Page 1 of 1

How big a file?

Posted: Wed Apr 27, 2011 2:07 pm
by sheridany
I have a file that has a 1MM rows (22 columns csv format )daily that needs to be cleaned extensively. How many rows can TP handle on a single cpu workstation or is that even an option. Whats the best way to utilize TP for a job this big.

Re: How big a file?

Posted: Thu Apr 28, 2011 12:21 pm
by DataMystic Support
TP can handle billions of rows of CSV data. Just point it at the file with a list of filters.

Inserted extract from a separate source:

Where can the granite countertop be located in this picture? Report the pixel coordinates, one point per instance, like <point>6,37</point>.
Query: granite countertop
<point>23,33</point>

What cleansing does it need?

Re: How big a file?

Posted: Thu Apr 28, 2011 10:55 pm
by sheridany
The usual cleanup some search and replace remove blanks trim leading and trailing etc. The usual TP stuff. From a deployment standpoint and a ETL perspective we would like to load the clean data into a database after TP has processed the file. How might we do that?

Re: How big a file?

Posted: Fri Apr 29, 2011 10:14 am
by DataMystic Support
I assume you want to trim blanks on each field in turn rather than with entire lines, so use Filters\Restrict\Delimited fields (CSV, Tab, Pipe, etc) to restrict to each field in turn, and inside this filter add the trim filters.

You will then need to modify the CSV to add Filters\Add\Left margin of

Code: Select all

insert into tablename () values (
and a Filters\Add\Right margin of

Code: Select all

);
Then add a Filters\Special\Database connection as the last step.